Recently Lester Brown and colleagues at the Earth Policy Institute counted up all the ethanol plants in operation, under construction, getting expanded, and in planning. They discovered a much larger scaling up of ethanol production than has previously been measured by other organizations.

According to the EPI compilation, the 116 plants in production on December 31, 2006, were using 53 million tons of grain per year, while the 79 plants under construction—mostly larger facilities—will use 51 million tons of grain when they come online. Expansions of 11 existing plants will use another 8 million tons of grain (1 ton of corn = 39.4 bushels = 110 gallons of ethanol).

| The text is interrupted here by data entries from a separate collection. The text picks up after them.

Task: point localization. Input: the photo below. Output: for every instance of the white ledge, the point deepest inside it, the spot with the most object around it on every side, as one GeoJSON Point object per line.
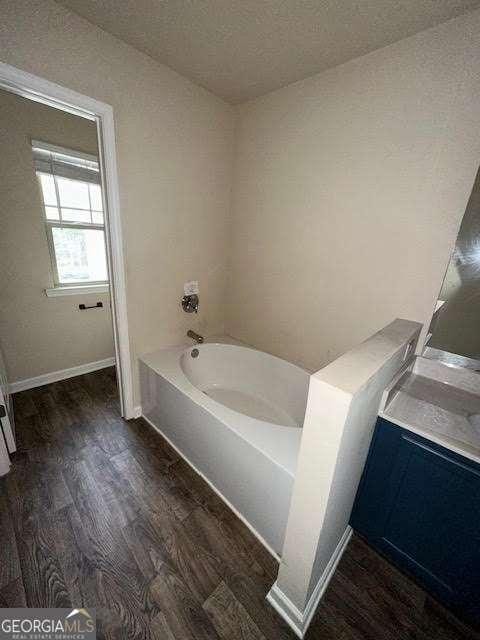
{"type": "Point", "coordinates": [77, 290]}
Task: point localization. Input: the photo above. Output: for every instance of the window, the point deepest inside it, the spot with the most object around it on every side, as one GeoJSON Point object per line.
{"type": "Point", "coordinates": [74, 217]}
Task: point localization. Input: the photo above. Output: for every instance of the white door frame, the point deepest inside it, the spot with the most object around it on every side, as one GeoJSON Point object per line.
{"type": "Point", "coordinates": [54, 95]}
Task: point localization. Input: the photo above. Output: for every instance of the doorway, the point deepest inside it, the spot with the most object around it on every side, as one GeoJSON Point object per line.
{"type": "Point", "coordinates": [78, 205]}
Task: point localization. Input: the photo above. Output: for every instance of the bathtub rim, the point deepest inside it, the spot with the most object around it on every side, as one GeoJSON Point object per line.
{"type": "Point", "coordinates": [166, 363]}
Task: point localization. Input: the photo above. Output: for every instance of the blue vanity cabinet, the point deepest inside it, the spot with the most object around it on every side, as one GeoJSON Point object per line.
{"type": "Point", "coordinates": [418, 504]}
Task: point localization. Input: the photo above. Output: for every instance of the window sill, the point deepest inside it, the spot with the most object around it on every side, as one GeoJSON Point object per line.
{"type": "Point", "coordinates": [77, 291]}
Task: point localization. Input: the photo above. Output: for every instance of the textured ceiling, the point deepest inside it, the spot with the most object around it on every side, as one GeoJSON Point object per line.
{"type": "Point", "coordinates": [245, 48]}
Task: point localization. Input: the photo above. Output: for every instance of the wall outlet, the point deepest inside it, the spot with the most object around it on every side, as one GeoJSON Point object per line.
{"type": "Point", "coordinates": [191, 288]}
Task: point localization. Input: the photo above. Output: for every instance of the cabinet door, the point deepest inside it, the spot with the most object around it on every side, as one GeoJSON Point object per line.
{"type": "Point", "coordinates": [419, 504]}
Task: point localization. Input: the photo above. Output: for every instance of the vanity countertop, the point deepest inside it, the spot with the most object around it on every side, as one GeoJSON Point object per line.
{"type": "Point", "coordinates": [439, 402]}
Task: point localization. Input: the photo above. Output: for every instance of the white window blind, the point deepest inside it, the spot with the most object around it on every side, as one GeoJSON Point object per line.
{"type": "Point", "coordinates": [73, 207]}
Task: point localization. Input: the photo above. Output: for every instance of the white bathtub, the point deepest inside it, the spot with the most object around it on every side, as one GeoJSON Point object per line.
{"type": "Point", "coordinates": [235, 414]}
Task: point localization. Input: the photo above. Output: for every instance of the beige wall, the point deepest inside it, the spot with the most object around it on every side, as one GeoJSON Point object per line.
{"type": "Point", "coordinates": [174, 146]}
{"type": "Point", "coordinates": [348, 191]}
{"type": "Point", "coordinates": [39, 334]}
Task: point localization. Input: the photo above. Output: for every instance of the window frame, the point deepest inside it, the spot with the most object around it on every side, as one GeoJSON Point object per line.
{"type": "Point", "coordinates": [62, 224]}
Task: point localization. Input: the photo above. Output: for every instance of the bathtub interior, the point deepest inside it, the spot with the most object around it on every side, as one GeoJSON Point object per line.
{"type": "Point", "coordinates": [249, 381]}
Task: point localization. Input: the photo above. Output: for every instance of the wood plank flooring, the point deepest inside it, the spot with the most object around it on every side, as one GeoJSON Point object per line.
{"type": "Point", "coordinates": [103, 513]}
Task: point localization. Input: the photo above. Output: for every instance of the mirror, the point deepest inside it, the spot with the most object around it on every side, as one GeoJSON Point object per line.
{"type": "Point", "coordinates": [454, 333]}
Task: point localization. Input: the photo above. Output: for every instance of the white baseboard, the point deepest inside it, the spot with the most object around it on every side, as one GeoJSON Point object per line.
{"type": "Point", "coordinates": [214, 488]}
{"type": "Point", "coordinates": [298, 620]}
{"type": "Point", "coordinates": [55, 376]}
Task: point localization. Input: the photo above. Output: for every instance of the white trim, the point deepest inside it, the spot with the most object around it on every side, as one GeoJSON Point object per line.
{"type": "Point", "coordinates": [137, 412]}
{"type": "Point", "coordinates": [298, 620]}
{"type": "Point", "coordinates": [63, 374]}
{"type": "Point", "coordinates": [214, 488]}
{"type": "Point", "coordinates": [56, 292]}
{"type": "Point", "coordinates": [77, 290]}
{"type": "Point", "coordinates": [54, 95]}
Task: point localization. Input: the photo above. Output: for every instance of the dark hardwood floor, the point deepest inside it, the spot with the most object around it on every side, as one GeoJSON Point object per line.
{"type": "Point", "coordinates": [103, 513]}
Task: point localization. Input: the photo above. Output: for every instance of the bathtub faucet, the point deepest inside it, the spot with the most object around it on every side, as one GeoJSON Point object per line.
{"type": "Point", "coordinates": [194, 336]}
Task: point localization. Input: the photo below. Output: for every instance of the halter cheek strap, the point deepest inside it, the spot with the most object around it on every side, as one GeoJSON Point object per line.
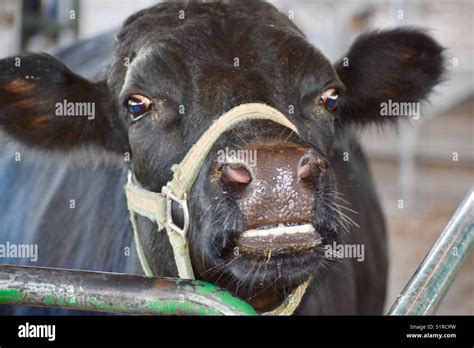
{"type": "Point", "coordinates": [156, 206]}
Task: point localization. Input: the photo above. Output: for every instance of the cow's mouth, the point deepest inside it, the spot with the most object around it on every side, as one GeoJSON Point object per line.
{"type": "Point", "coordinates": [279, 239]}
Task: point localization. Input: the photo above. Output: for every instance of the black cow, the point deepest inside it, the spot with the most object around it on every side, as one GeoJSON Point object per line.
{"type": "Point", "coordinates": [173, 70]}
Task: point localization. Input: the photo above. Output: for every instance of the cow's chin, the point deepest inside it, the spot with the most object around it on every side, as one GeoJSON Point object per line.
{"type": "Point", "coordinates": [281, 256]}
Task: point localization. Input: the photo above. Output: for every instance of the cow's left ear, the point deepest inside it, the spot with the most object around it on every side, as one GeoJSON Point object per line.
{"type": "Point", "coordinates": [45, 105]}
{"type": "Point", "coordinates": [394, 66]}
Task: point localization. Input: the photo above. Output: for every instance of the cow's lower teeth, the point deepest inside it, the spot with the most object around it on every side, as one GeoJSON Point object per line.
{"type": "Point", "coordinates": [278, 231]}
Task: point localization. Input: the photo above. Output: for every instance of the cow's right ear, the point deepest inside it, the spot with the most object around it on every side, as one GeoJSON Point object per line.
{"type": "Point", "coordinates": [45, 105]}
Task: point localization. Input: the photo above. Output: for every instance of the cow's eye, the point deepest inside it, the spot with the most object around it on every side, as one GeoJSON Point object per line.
{"type": "Point", "coordinates": [138, 105]}
{"type": "Point", "coordinates": [330, 98]}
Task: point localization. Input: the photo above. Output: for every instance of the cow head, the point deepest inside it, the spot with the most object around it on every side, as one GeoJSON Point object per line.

In addition, easily 200 ethanol plants were in the planning stage at the end of 2006. If these translate into construction starts between January 1 and June 30, 2007, at the same rate that plants did during the final six months of 2006, then an additional 3 billion gallons of capacity requiring 27 million more tons of grain will likely come online by September 1, 2008, the start of the 2008 harvest year. This raises the corn needed for distilleries to 139 million tons, half the 2008 harvest projected by USDA. This would yield nearly 15 billion gallons of ethanol, satisfying 6 percent of U.S. auto fuel needs. (And this estimate does not include any plants started after June 30, 2007, that would be finished in time to draw on the 2008 harvest.)

I think the rising cost of corn combined with the declining cost of oil may prevent many of those planning stage ethanol plants from ever getting built. A removal of the subsidy for ethanol production would reduce food prices and save money. We’d be better off spending the tax dollars on developing new energy technologies that have less environmental impact than biomass.